As of one or two days from now, I will have lived in Arizona for nine years. As I realized this, I immediately thought about the CD I received for my birthday (which was just one day later) that year. The CD was Enya’s Paint the Sky with Stars, a rather popular compilation she did in 1997. I don’t (too) often post my quiet or introspective music here, but I think that a good listen through on the updated The Very Best of Enya CD has been worthwhile(1).
If you haven’t figured it out yet, this week’s post is about Enya! The Culture Database pegs her at just shy of 51 years old, and from Ireland. “Enya” comes from the approximate pronunciation of her given name Eithne in Irish. Have you heard of Clannad? I had heard of them but wasn’t sure what of their stuff I’d listened to them. It turns out that Enya got her musical start in 1980 by joining them. The band is formed mostly of her siblings, by the by. It turns out I have two of their albums in my iTunes and am going to be listening to it all “eventually.” In 1986, music she produced that appeared in a BBC series The Celts helped her achieve some notoriety, and was quickly followed on by her first album: Watermark.
From there, her rise to epic popularity has been steady, and is presently Ireland’s best selling solo musician, and after U2(2) is their second largest musical export.
So, what song specifically have I chosen this week? It’s really hard to do so. My favorites from the album were Orinoco Flow, Caribbean Blue, Book of Days, Anywhere Is, along with Storms in Africa. Even though not every song was my favorite song, the album was one of the first that I could listen to all of the way through. Well, I’ll start with Caribbean Blue — since it’s a song that I could listen to (without noticing) on loop for quite a while. Enjoy this video, which is not the official video:
I had initially received a copy a few years prior to my living in Arizona, and used to listen to it on my main computer at the time, a Macintosh Quadra 840av, along with the glorious display it had, with speakers built in. Looking back on the whole thing, it’s kind of amazing how very 1990s it all was. I had a beige computer with a beige monitor that speakers built in which were far too good for the computer, and while I was using it, I popped in an Enya CD.

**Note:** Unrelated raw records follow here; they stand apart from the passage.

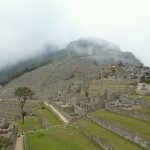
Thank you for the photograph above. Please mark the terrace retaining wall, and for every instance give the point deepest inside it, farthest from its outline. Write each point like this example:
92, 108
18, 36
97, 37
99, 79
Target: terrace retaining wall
96, 139
122, 132
130, 113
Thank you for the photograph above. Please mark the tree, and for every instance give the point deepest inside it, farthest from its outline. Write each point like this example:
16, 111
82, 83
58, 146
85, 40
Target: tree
23, 93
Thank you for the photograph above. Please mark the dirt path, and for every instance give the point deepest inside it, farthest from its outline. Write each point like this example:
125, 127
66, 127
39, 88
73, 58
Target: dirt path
57, 112
19, 143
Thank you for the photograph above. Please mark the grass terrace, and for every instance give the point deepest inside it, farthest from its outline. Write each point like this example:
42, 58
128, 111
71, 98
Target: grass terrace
139, 127
48, 116
31, 123
59, 138
136, 95
117, 142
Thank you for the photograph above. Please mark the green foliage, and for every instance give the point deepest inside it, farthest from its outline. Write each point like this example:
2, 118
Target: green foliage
128, 123
30, 124
12, 72
59, 138
145, 78
23, 92
108, 137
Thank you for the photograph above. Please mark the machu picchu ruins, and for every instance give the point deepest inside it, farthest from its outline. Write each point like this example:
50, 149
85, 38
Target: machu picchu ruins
79, 100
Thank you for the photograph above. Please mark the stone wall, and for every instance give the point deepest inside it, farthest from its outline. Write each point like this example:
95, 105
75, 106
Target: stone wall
71, 118
82, 112
122, 132
9, 135
96, 139
143, 88
130, 113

Moving to Arizona wasn’t the easiest thing for me, and ultimately, I didn’t really take it very well. That is to say, at first I didn’t take it very well. While at home, I kind of sulked and played on my computer (which, just by the by, had been updated to a PowerBook G4.) It was one of the first times in my life that I’d spent more time sitting around and listening to music than going over to friends’ houses or inviting the friends to mine.

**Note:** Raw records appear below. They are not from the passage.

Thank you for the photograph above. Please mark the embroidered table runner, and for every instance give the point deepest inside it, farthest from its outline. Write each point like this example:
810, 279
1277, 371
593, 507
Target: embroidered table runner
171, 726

Unfortunately, it seems like Enya (or Warner Music Group) has got the copyrights on her videos fairly well locked down on YouTube. Several of her videos are uploaded to the main WarnerMG account, as well as an account labeled EnyaTV, but even so, none of them allow embedding, which actually makes this post difficult. I would really love to embed most of the songs from the album. In addition to being great songs, her videos are just fantastic, and for me, having just now watched some of them for the first time, there’s an added level of meaning in the songs now.
Enya, as we find out from the culture database, and as we can hear in her videos and see in her songs, loves multimedia. If the Gagaverse is an abstraction of some sort of concept, then an Enya video is an art project, alternating between showing you a painting of some ocean-side scene, and Enya. Storms in Africa is a great example — it shows Enya, some kids who sing the “Na Na Na”s and some storms in Africa. In Anywhere Is, she goes as far as to actually put some of the words from the song on the screen. Orinoco Flow is done up with paint effects, and because it’s a song about the ocean, shows boats and water behind the paintings of Enya.
My first days in Arizona weren’t that great, but I would argue that Enya made them better. Paint the Sky with Stars has the distinction of being one of the first full albums I bothered to store in my computer, and one of the only that remains, in its full sixteen-track form, today. The whole thing (and most of Enya’s albums) is a great listen through, and if you were to bother looking at YouTube for her videos, then you’d be treated to the fact that she (or her video producer) was as much as visual artist as she is an audio artist.
When I listen to Enya, I’m immediately drawn back to my first days in Arizona, discovering the fantastic summer evenings as I used the the album as a backdrop for writing or just for sitting back and appreciating a day well-lived. Today, it works well as the antithesis to some of the more exciting music with which I tend to fill my days. Part of the charm of Enya, however, is that she’s not trapped in 2003 for me. I listened to her before that, I’ve listened to her extensively since, and just this week I’ve logged several hours of her on my Zune Pass. (And locally, on iTunes.)
(1) Especially on a new pair of headphones I’ve got, which have been making all of the difference both while walking around and while at home.
(2) I actually heard a U2 song the other day and am adding them to the queue of things to look at for this series. Yay!